L’innovation frugale est-elle le seul moyen de transiter vers un Tourisme plus écologique ?
Oui, l’innovation frugale permet aux acteurs du secteur de Tourisme à la fois de réduire leurs coûts tout en générant un impact positif sur la société et la planète. Ma crainte est qu’avec la montée des générations Y et Z qui représentent déjà plus de la moitié de la population mondiale, le secteur qui a appris à optimiser ses opérations pour répondre à la quête de valeur des clients des générations X et des Baby Boomers n’ait même pas commencé à réfléchir sur la façon d’implémenter des modèles économiques frugaux qui répondraient à la double exigence sociale et écologique de ces nouvelles générations. L’an dernier, je suis intervenu à une conférence avec des PDG des plus grands hôtels du monde entier. Ils n’étaient pas très convaincus du besoin de l’innovation frugale. Mais il est certain qu’en 2020, la frugalité est devenue un impératif stratégique pour toutes les entreprises du secteur touristique. Elles doivent toutes apprendre à « faire mieux avec moins » pour survivre en 2020 et réussir en 2021.
Faut-il s’attendre à un plus fort engouement pour le local dans cette approche ?

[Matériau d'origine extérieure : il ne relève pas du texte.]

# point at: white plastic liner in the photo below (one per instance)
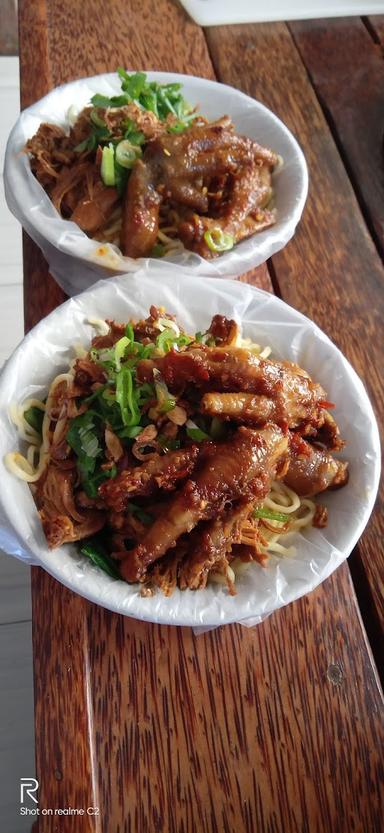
(66, 247)
(267, 320)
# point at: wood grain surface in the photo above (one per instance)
(277, 728)
(346, 68)
(330, 270)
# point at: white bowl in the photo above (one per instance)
(73, 257)
(46, 350)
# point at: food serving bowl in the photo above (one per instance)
(267, 320)
(75, 260)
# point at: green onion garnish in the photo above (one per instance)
(100, 558)
(125, 396)
(218, 240)
(127, 153)
(108, 165)
(34, 416)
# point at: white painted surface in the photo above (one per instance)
(218, 12)
(16, 684)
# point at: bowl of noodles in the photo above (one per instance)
(110, 171)
(180, 456)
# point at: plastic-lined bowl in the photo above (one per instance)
(75, 259)
(267, 320)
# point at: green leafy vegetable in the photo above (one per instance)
(126, 398)
(165, 401)
(218, 240)
(34, 416)
(108, 165)
(168, 443)
(100, 557)
(160, 99)
(120, 348)
(127, 153)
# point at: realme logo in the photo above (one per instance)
(28, 786)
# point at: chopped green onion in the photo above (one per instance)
(218, 240)
(129, 332)
(100, 558)
(120, 348)
(100, 100)
(166, 402)
(108, 165)
(168, 443)
(130, 433)
(127, 153)
(271, 516)
(96, 119)
(125, 396)
(34, 416)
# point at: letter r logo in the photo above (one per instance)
(29, 786)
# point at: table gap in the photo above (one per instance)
(368, 610)
(371, 30)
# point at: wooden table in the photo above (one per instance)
(278, 728)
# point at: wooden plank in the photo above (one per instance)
(330, 270)
(269, 729)
(376, 25)
(17, 729)
(347, 71)
(236, 730)
(8, 28)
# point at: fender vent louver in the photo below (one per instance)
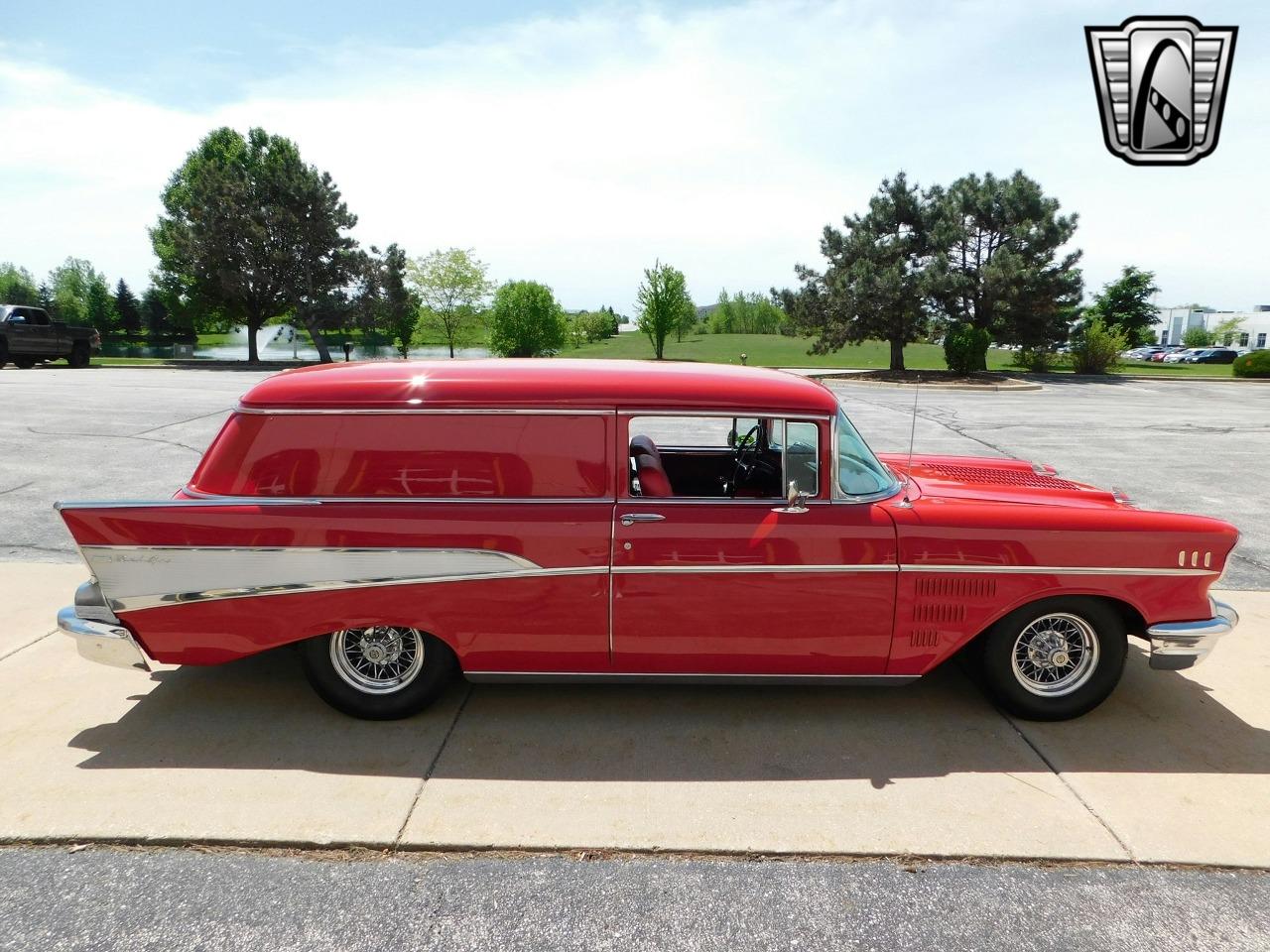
(924, 638)
(953, 587)
(939, 612)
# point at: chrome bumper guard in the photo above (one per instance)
(102, 643)
(1178, 645)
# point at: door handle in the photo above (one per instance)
(631, 518)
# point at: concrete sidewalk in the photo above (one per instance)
(1175, 767)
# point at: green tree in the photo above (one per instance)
(127, 308)
(1096, 348)
(100, 312)
(154, 313)
(253, 232)
(399, 304)
(997, 261)
(70, 284)
(665, 304)
(744, 313)
(452, 289)
(874, 287)
(1197, 336)
(1124, 304)
(17, 286)
(526, 320)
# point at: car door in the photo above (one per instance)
(751, 585)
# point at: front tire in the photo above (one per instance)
(381, 673)
(1055, 658)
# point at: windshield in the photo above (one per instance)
(860, 472)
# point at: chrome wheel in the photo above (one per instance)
(379, 660)
(1056, 654)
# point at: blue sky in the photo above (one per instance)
(574, 144)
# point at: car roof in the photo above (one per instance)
(539, 382)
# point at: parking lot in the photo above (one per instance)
(1174, 769)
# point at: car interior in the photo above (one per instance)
(753, 461)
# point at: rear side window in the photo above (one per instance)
(423, 456)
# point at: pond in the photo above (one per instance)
(282, 341)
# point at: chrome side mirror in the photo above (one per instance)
(795, 500)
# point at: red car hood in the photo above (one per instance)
(997, 480)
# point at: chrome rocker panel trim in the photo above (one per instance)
(624, 678)
(1178, 645)
(103, 643)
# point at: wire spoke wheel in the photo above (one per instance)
(1056, 654)
(379, 660)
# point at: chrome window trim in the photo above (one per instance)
(740, 414)
(421, 412)
(483, 500)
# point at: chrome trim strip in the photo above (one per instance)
(738, 569)
(105, 644)
(135, 578)
(420, 411)
(181, 503)
(139, 603)
(610, 678)
(327, 500)
(1178, 645)
(1048, 570)
(680, 412)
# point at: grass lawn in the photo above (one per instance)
(775, 350)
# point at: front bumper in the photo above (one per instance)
(1176, 645)
(100, 642)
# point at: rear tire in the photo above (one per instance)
(1055, 658)
(381, 673)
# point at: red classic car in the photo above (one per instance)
(622, 521)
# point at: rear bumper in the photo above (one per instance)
(103, 643)
(1176, 645)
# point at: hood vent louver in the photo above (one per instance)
(1001, 477)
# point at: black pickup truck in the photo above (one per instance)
(28, 335)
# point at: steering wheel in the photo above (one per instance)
(746, 460)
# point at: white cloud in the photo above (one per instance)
(576, 150)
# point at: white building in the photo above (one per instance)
(1252, 329)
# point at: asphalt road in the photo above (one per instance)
(164, 898)
(131, 433)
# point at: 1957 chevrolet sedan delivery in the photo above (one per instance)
(622, 521)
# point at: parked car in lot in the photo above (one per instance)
(627, 521)
(1216, 354)
(28, 335)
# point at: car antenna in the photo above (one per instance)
(912, 433)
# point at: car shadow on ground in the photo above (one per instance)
(259, 714)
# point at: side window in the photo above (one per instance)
(721, 457)
(802, 456)
(422, 456)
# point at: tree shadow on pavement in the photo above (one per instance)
(259, 714)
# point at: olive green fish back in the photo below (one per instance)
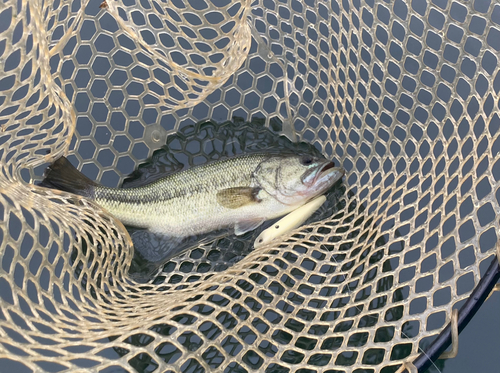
(405, 95)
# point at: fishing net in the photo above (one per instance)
(404, 95)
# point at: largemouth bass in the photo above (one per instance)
(240, 192)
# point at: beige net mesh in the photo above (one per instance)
(404, 95)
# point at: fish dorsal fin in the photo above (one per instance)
(233, 198)
(245, 226)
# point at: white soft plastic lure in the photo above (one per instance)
(289, 222)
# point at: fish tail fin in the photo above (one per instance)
(64, 176)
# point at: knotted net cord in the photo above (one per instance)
(404, 96)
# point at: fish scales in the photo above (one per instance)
(183, 203)
(240, 192)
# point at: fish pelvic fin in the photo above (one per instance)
(64, 176)
(233, 198)
(245, 226)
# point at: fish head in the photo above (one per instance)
(295, 179)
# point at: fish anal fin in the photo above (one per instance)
(245, 226)
(233, 198)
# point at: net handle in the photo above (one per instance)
(466, 313)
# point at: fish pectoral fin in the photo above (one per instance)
(245, 226)
(233, 198)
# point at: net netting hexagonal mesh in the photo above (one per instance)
(404, 95)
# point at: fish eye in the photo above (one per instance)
(306, 160)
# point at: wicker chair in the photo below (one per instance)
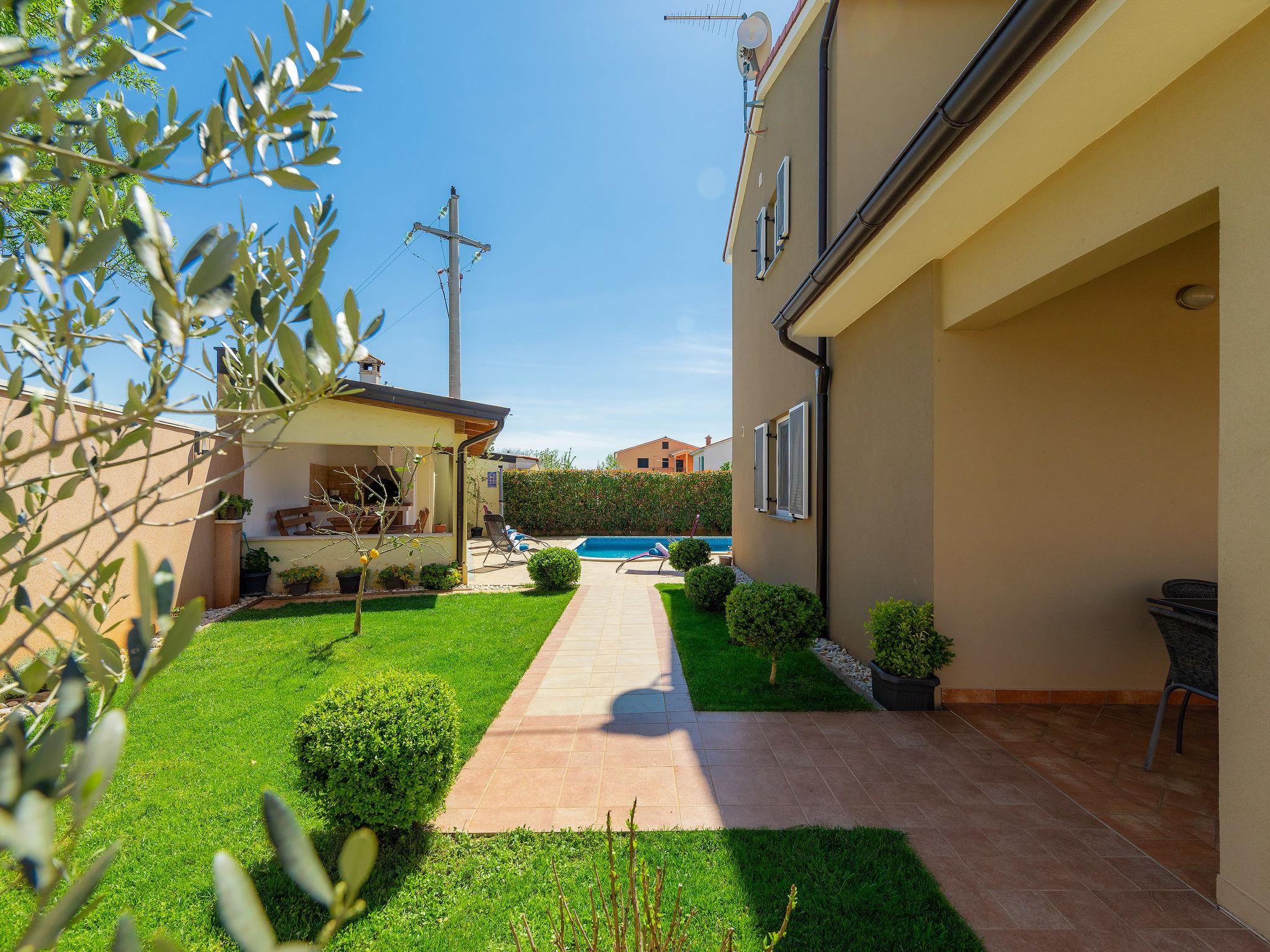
(1192, 645)
(1189, 588)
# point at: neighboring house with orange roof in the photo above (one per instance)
(660, 455)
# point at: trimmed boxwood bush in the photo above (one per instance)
(905, 641)
(616, 501)
(689, 553)
(708, 586)
(774, 620)
(441, 576)
(556, 568)
(380, 752)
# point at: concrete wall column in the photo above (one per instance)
(226, 562)
(1244, 549)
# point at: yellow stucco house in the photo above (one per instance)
(1002, 343)
(366, 432)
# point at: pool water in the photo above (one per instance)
(628, 546)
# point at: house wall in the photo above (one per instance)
(187, 546)
(654, 452)
(1075, 470)
(714, 456)
(889, 64)
(882, 461)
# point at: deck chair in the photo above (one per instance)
(300, 518)
(502, 541)
(660, 551)
(497, 523)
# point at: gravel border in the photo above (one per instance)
(842, 663)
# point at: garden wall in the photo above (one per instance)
(616, 503)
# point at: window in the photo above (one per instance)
(783, 470)
(791, 464)
(761, 467)
(773, 225)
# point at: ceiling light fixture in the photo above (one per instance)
(1196, 298)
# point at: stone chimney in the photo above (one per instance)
(368, 368)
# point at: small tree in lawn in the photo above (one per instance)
(774, 620)
(363, 522)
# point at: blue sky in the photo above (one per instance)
(592, 145)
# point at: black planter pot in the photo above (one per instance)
(898, 694)
(254, 583)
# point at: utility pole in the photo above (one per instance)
(454, 280)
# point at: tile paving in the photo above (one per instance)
(1095, 754)
(603, 718)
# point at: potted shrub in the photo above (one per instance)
(299, 578)
(231, 506)
(395, 576)
(254, 575)
(440, 576)
(774, 620)
(907, 653)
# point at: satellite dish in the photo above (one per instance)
(753, 45)
(753, 31)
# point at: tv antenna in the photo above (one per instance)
(716, 18)
(753, 45)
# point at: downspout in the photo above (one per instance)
(821, 356)
(461, 479)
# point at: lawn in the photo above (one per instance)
(860, 890)
(208, 734)
(724, 677)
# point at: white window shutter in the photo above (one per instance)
(761, 467)
(783, 201)
(783, 467)
(798, 460)
(761, 244)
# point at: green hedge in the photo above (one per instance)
(615, 501)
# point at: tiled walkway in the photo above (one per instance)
(602, 718)
(1095, 754)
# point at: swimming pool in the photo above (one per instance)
(616, 547)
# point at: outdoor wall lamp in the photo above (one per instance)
(1196, 298)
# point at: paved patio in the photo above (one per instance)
(603, 718)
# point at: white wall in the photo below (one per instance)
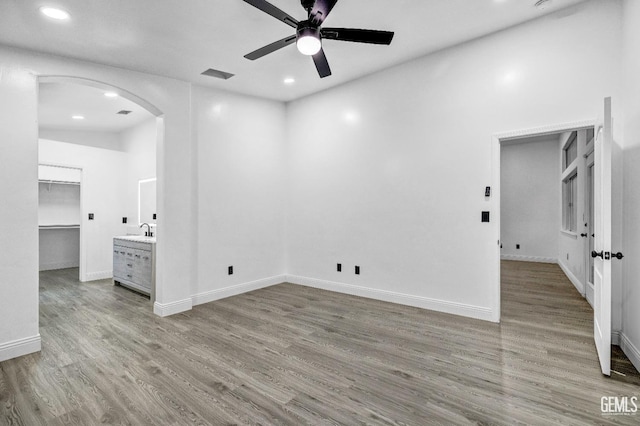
(241, 192)
(104, 140)
(59, 248)
(171, 98)
(388, 172)
(19, 213)
(530, 211)
(630, 339)
(139, 143)
(103, 181)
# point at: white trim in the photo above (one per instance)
(574, 280)
(59, 265)
(569, 234)
(20, 347)
(521, 258)
(94, 276)
(172, 308)
(221, 293)
(471, 311)
(545, 130)
(589, 294)
(615, 338)
(630, 350)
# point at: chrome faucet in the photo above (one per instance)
(148, 233)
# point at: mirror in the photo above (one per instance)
(147, 201)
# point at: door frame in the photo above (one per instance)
(496, 140)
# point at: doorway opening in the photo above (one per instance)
(96, 144)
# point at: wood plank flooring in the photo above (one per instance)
(295, 355)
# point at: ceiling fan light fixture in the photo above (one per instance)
(308, 39)
(53, 13)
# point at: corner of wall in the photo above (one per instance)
(20, 347)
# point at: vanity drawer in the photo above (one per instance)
(132, 244)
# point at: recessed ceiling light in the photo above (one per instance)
(53, 13)
(542, 4)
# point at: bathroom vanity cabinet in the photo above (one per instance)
(134, 263)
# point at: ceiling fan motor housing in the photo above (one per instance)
(307, 4)
(308, 38)
(307, 29)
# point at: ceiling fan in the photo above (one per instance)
(309, 33)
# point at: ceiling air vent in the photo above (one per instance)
(218, 74)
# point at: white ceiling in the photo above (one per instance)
(59, 102)
(181, 39)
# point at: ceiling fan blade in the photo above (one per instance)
(357, 35)
(269, 48)
(322, 65)
(270, 9)
(321, 9)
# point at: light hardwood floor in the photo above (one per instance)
(296, 355)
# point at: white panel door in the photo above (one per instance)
(602, 243)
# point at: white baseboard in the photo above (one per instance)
(172, 308)
(477, 312)
(58, 265)
(100, 275)
(574, 280)
(20, 347)
(520, 258)
(630, 350)
(210, 296)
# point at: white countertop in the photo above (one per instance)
(138, 238)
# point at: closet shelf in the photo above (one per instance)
(71, 226)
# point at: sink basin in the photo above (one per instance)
(140, 238)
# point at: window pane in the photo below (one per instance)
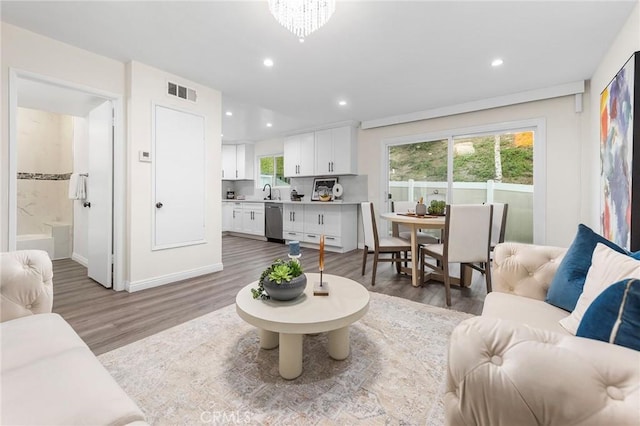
(497, 168)
(418, 170)
(280, 179)
(272, 171)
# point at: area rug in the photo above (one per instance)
(211, 371)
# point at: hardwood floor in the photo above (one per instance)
(106, 319)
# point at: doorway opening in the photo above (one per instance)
(63, 138)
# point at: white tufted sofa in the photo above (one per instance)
(48, 374)
(515, 365)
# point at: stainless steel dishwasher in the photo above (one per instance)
(273, 221)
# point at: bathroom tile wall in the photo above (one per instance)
(45, 162)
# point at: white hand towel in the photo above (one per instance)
(81, 192)
(73, 186)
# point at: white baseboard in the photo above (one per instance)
(171, 278)
(80, 259)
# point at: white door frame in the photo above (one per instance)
(119, 181)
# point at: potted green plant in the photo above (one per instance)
(437, 207)
(282, 280)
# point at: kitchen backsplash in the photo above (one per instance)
(355, 188)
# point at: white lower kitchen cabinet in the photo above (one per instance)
(338, 223)
(227, 217)
(293, 219)
(247, 218)
(253, 219)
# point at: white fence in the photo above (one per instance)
(519, 197)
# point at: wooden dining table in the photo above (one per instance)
(415, 223)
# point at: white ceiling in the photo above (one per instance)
(386, 58)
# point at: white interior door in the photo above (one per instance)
(99, 200)
(179, 177)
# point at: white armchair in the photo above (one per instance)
(514, 365)
(26, 287)
(48, 375)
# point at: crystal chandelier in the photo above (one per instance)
(302, 17)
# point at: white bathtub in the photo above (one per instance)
(35, 242)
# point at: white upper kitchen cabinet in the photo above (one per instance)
(298, 155)
(336, 151)
(228, 162)
(237, 162)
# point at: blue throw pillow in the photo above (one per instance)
(567, 283)
(614, 316)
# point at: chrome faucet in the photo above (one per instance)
(264, 188)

Absolument, c’est le grand paradoxe de 2020. Avec Zoom, on va pouvoir s’affranchir des lieux et pouvoir collaborer au-delà des frontières. Mais d’un autre côté, les gens vont être de plus en plus attachés à un lieu spécifique. Ils vont consommer local et soutenir les producteurs locaux. Par exemple, quand je voyage, j’évite au maximum les chaînes de restaurant et de café tel que Starbucks et essaie de consommer le produit localement. Si cet engouement pour le local s’accentue, les grandes entreprises du Tourisme qui longtemps ont pratiqué le « scale up » en copiant/collant un modèle standard dans toutes les villes dans lesquelles ils opèrent doivent apprendre à faire du « scale out », c’est-à-dire de créer des chaînes de valeur plus petites circuits courts qui s’approvisionneraient localement. Ces entreprises peuvent faire briller leur marque en s’engageant, par exemple, à s’approvisionner localement à hauteur de 50% pour tous leurs besoins d’ici 2030.